The range will be between 0 and 3 volts. The ac is plain 60 hertz, but the
rectification reduces the range to .7 to 3 Volts more or less.
If those voltages correspond to 0 to 1000 amps,I can only read from 233 amps to 1000.
Any simple way to overcom the rectification loss.?
Thanks in advance..
Ruben de la Pena
You can't. This is not away to measure AC current in full scale.Originally Posted by Ruben Pena
In one of my project I had exactly the same problem : measuring AC current using current transformer. First idea was to do ADC sampling from time to time and search for max. value in recent period (to find amplitude for ac signal) and then calculate RMS (0.707*peak). This gave poor results so I used different approach: As mains frequency should be 50Hz+/-1Hz, I used interrupt routine synchronized with zero crossing of current, then trigger another interrupt that waits that you come near the expected peak of current and then start to do ADC searching for max value.

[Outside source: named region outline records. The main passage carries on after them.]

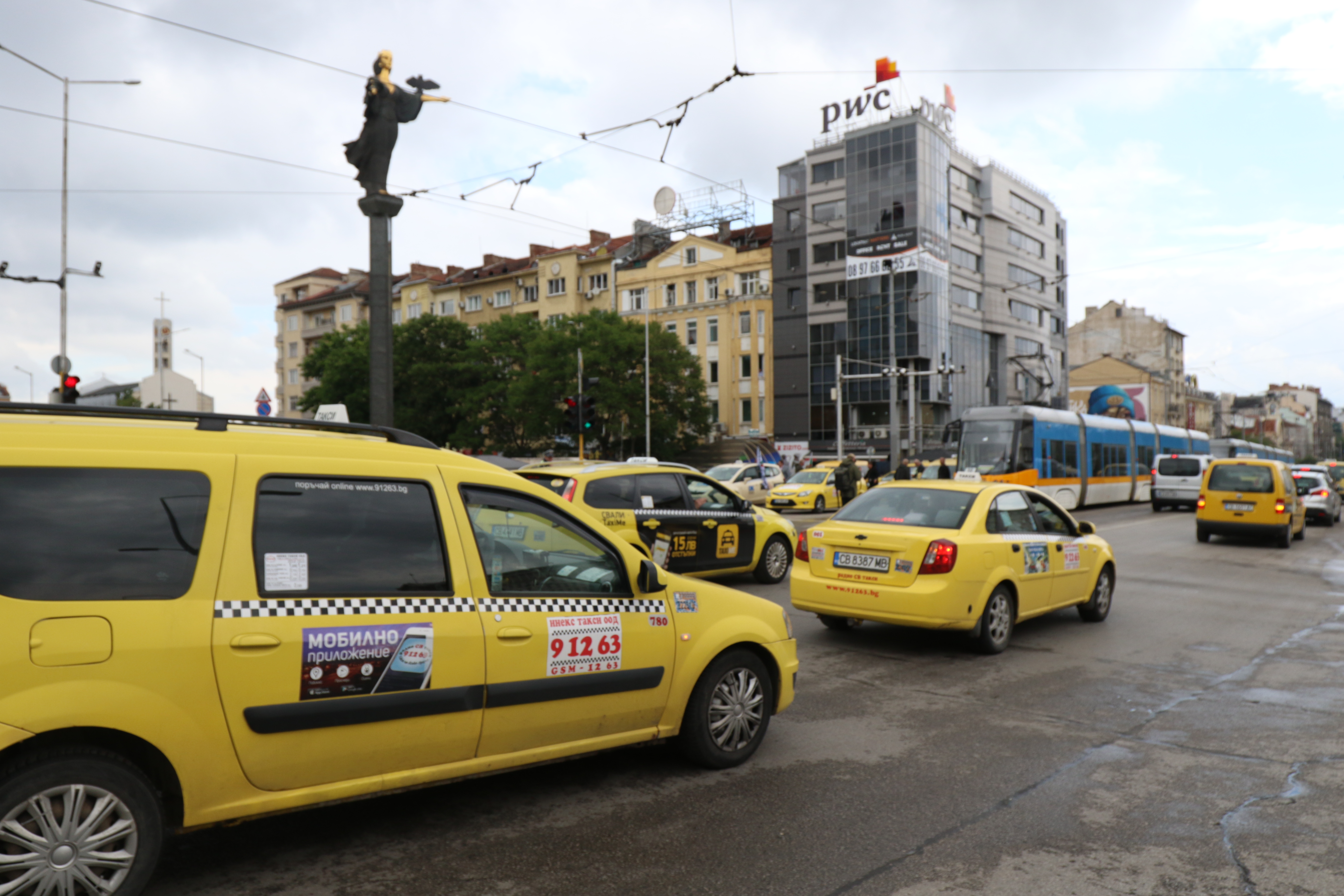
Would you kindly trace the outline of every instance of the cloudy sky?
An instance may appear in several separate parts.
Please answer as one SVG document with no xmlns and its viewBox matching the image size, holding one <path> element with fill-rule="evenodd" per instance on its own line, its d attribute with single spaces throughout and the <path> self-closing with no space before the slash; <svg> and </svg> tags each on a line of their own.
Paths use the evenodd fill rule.
<svg viewBox="0 0 1344 896">
<path fill-rule="evenodd" d="M 409 199 L 394 265 L 474 265 L 482 253 L 628 232 L 661 185 L 746 183 L 770 219 L 775 167 L 820 130 L 820 106 L 860 93 L 895 58 L 907 98 L 957 94 L 958 142 L 1044 188 L 1070 222 L 1070 321 L 1125 298 L 1188 334 L 1203 388 L 1312 383 L 1344 402 L 1337 341 L 1344 262 L 1341 3 L 981 0 L 797 3 L 427 3 L 118 0 L 176 23 L 344 73 L 382 48 L 394 79 L 423 74 L 458 102 L 402 129 L 391 180 Z M 70 116 L 304 168 L 71 125 L 70 349 L 86 382 L 138 380 L 164 294 L 177 367 L 216 407 L 274 388 L 273 285 L 366 267 L 367 224 L 341 144 L 360 126 L 360 77 L 90 0 L 5 0 L 0 44 L 73 79 Z M 695 101 L 667 161 L 665 130 L 573 134 Z M 949 73 L 966 69 L 1137 73 Z M 1157 71 L 1198 69 L 1199 71 Z M 1251 70 L 1251 71 L 1247 71 Z M 0 54 L 0 259 L 59 267 L 60 83 Z M 667 116 L 664 114 L 664 120 Z M 628 152 L 621 152 L 625 149 Z M 562 154 L 563 153 L 563 154 Z M 642 157 L 641 157 L 642 156 Z M 648 159 L 652 156 L 652 160 Z M 536 179 L 458 193 L 504 176 Z M 55 384 L 54 286 L 0 281 L 0 382 Z"/>
</svg>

In my case, timings were 19.6ms for start and 20.6 for finishing ADC's (50 Hz mains). Since you got approx 40us resolution, this would capture a peak value with sufficient accuracy. This actually worked pretty good, I was able to calculate RMS and from there power. Problem was that in real application, AC mains were distorted (not pure sinus wave). I tried to introduce correction factor, but couldn't (you should calculate trig function in interrupt, that was impossible task for me and poor 18F).
Solution? Well, I finally used specialized (signal->True rms converter) IC. Not a great solution, but it worked and saved me a great time.
Also, put some bigger resistor so you expand your range from 0-3V to 0-5V or you would get poor resolution.
Last edited by lab310; - 20th January 2006 at 10:11.